He also became a gay-rights pioneer, of sorts, when the motive for the robbery came to light: Wojtowicz wanted the money to finance a gender-reassignment operation for his lover, a trans individuals named Ernest Aron nee Liz Eden. Three years later, both were immortalized in the Hollywood firmament with Sidney Lumet's vibrant masterpiece of the incident, Dog Day Afternoon, which starred Al Pacino and Chris Sarandon as the star-crossed lovers, both giving Oscar-nominated performances in the process.

As incredible as the story of the robbery and its lively, disparate characters are, there is much more to this story than Dog Day Afternoon revealed.

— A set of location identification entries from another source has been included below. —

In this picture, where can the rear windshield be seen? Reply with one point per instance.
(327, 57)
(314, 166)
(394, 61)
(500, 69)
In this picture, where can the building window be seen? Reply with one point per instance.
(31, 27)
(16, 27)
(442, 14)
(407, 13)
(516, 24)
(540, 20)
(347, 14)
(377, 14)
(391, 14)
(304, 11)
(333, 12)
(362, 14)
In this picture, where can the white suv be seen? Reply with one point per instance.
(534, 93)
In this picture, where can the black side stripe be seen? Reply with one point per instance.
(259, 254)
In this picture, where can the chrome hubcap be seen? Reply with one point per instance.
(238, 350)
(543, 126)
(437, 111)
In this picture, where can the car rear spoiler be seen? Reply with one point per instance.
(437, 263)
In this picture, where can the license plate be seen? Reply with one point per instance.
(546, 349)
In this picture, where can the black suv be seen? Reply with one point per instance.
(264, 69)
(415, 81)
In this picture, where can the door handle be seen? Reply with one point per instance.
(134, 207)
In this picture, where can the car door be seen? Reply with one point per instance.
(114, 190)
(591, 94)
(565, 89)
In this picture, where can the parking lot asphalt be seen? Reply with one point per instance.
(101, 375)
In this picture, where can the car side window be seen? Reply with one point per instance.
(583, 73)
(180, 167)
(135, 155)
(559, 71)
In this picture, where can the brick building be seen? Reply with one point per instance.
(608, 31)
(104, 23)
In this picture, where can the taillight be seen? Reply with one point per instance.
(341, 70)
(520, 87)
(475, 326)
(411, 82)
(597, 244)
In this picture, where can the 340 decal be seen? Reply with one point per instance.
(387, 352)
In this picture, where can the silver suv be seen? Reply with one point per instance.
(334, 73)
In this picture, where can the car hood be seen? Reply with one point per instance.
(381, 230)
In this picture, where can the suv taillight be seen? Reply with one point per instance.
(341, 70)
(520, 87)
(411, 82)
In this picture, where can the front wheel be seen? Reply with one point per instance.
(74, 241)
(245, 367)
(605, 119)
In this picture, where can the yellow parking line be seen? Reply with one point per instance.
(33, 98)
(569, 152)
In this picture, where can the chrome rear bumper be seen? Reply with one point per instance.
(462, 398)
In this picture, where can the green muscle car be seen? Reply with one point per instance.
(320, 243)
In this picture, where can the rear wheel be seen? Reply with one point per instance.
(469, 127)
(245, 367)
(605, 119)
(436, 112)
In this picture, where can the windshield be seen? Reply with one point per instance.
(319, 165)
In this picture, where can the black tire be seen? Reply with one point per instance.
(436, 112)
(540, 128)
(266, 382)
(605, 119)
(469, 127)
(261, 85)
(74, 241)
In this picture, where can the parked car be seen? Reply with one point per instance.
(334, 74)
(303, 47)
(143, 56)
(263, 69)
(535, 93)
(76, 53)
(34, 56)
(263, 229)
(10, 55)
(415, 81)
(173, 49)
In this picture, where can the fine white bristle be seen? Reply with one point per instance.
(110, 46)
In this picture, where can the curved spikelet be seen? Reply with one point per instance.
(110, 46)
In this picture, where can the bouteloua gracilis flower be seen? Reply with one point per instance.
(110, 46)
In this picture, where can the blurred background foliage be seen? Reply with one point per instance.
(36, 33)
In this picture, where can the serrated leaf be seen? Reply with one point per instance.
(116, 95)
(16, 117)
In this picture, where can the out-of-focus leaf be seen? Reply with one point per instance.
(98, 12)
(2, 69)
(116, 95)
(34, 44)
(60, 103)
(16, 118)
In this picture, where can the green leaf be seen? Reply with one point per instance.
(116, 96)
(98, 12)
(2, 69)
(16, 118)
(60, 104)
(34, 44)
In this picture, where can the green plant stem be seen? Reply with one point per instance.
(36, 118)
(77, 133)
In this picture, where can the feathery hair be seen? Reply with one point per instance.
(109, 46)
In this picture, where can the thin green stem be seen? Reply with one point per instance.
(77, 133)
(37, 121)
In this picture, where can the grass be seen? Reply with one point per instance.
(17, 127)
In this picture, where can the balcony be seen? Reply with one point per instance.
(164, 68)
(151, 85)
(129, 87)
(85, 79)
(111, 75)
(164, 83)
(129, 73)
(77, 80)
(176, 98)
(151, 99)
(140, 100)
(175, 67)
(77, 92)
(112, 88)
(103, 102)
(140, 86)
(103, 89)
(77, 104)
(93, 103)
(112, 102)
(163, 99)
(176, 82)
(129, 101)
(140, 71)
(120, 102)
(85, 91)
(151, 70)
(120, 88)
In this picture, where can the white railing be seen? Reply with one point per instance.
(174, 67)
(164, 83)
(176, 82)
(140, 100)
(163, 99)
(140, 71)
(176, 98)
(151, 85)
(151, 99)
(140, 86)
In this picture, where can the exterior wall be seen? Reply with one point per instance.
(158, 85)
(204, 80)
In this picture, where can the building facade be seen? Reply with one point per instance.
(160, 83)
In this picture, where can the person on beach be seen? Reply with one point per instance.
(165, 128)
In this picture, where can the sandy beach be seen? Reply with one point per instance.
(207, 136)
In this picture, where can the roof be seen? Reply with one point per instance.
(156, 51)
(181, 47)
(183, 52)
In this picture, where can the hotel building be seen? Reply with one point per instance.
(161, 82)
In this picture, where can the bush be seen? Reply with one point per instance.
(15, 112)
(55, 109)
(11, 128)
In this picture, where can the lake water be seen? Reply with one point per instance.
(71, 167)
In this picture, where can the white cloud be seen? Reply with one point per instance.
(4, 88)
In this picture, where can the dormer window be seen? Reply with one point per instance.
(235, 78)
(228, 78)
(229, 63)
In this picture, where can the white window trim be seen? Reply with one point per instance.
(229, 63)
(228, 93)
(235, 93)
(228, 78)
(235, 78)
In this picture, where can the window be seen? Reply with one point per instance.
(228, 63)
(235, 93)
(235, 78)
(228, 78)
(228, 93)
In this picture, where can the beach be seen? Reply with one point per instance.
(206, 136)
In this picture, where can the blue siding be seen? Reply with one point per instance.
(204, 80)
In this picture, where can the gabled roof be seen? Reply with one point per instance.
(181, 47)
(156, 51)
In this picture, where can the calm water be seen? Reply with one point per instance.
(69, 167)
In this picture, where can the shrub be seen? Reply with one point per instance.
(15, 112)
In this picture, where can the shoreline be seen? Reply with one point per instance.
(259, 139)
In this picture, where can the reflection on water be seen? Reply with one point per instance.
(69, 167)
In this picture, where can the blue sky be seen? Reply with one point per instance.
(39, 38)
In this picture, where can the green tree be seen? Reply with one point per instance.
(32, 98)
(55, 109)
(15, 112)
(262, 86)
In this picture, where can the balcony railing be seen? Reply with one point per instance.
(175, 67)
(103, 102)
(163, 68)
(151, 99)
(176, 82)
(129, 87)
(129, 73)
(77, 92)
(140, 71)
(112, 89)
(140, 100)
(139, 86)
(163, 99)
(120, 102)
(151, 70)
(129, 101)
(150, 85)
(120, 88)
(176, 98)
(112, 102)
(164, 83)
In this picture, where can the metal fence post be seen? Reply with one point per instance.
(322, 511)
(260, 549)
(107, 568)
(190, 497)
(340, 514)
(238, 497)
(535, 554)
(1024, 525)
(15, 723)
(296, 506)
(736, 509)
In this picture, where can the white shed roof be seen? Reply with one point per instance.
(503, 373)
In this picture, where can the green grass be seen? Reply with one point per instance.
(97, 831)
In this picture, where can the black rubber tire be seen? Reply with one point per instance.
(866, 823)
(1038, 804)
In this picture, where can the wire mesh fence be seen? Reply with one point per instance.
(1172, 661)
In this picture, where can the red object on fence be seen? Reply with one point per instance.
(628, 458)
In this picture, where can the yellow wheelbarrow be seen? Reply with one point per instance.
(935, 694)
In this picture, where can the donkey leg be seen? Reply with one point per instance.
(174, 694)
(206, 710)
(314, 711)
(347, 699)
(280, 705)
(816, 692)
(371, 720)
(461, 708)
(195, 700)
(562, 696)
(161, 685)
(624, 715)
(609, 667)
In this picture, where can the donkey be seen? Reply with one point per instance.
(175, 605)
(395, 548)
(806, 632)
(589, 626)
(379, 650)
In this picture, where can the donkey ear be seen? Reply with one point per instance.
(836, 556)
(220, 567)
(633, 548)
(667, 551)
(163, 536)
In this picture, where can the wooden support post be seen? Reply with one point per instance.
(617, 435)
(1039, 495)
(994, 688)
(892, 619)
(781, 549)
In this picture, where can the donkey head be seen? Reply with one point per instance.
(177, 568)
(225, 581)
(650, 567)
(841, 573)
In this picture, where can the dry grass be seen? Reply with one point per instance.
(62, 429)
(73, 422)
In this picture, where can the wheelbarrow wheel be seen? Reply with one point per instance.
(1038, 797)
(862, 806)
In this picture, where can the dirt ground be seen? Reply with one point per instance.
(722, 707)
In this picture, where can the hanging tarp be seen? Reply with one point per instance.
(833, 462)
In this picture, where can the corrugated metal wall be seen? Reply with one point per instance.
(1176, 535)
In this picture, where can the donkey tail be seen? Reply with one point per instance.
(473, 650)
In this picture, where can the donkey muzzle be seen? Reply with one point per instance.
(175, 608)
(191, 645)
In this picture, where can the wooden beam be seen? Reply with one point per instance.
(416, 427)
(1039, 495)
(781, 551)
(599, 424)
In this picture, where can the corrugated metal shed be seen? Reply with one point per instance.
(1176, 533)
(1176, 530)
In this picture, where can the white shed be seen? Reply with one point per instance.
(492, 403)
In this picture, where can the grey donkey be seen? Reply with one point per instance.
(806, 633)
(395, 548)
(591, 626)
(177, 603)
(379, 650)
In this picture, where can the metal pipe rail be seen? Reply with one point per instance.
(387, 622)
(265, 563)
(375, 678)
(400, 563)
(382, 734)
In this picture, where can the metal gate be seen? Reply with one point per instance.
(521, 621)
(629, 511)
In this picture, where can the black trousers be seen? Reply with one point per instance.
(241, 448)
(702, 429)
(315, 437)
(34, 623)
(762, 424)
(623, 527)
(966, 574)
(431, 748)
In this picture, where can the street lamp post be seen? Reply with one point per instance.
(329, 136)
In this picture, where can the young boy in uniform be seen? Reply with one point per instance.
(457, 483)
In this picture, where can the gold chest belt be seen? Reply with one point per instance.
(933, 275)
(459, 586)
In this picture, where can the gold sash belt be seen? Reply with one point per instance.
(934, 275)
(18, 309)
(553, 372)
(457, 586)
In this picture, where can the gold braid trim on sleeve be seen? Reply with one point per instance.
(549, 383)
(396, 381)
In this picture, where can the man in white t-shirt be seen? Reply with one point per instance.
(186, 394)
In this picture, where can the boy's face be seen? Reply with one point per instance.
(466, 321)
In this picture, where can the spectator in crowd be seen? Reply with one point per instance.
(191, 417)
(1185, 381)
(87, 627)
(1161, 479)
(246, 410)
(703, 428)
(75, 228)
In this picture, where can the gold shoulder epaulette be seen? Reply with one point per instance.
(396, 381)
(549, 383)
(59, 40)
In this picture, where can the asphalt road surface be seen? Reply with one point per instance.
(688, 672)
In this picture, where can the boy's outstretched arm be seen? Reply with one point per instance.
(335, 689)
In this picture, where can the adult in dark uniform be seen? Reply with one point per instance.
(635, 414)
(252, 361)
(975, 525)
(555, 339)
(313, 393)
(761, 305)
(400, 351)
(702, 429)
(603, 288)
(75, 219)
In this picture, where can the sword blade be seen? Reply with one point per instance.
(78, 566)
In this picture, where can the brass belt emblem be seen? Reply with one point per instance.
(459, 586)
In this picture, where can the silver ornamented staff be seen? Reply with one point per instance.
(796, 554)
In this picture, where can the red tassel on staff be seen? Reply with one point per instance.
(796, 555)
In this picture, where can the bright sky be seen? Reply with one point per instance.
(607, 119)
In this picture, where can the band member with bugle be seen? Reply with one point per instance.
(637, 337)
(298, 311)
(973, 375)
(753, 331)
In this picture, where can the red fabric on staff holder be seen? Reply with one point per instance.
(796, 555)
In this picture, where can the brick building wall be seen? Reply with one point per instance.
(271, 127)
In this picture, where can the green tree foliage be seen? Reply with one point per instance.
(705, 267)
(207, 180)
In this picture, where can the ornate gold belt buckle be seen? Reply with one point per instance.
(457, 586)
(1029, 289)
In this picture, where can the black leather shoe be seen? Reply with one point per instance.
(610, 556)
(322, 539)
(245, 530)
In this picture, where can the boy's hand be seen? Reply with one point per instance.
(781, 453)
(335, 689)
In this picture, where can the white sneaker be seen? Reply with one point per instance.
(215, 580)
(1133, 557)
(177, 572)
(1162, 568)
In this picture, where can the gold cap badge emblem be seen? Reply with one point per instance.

Now, in Allison Berg and Frank Keraudren's The Dog, courtesy of Wojtowicz himself, we get the whole enchilada. Talk about colorful! For starters, the short, pugnacious, unapologetically horny Wojtowicz seemingly spent a lifetime indulging his sybaritic pleasures, both female and male. At the film's outset, this self-described "pervert" claims four wives and 23 girlfriends, although it becomes clear that his use of the word "girlfriend" blurs traditional gender categories.

"Anybody can be straight but it takes somebody special to be gay," Wojtowicz proudly asserts as he takes us along on a tour of the West Village, revisiting his old stomping ground, which he began visiting for male sex when his first marriage went on the rocks in 1969 just after Stonewall. In the process, a history of the burgeoning gay-liberation movement comes to light as Wojtowicz—who was known in the community by his alias, "Little John Basso"—was a fixture at the Gay Activists Alliance dances and took part in various gay lib activities. It was during one of these social occasions in June 1971 that Little John first laid eyes on "Ernie," aka Liz Eden.

Jeremiah Newton, a friend of Ernie who was also close with Candy Darling ( and the producer of the excellent Beautiful Darling documentary on her ), recalls the obsession that Little John felt for Ernie, showering her with gifts and indulging her every whim. The two were "married" in a mock ceremony that was so lavish and realistically done it fooled church officials ( right down to the bridesmaids in drag ).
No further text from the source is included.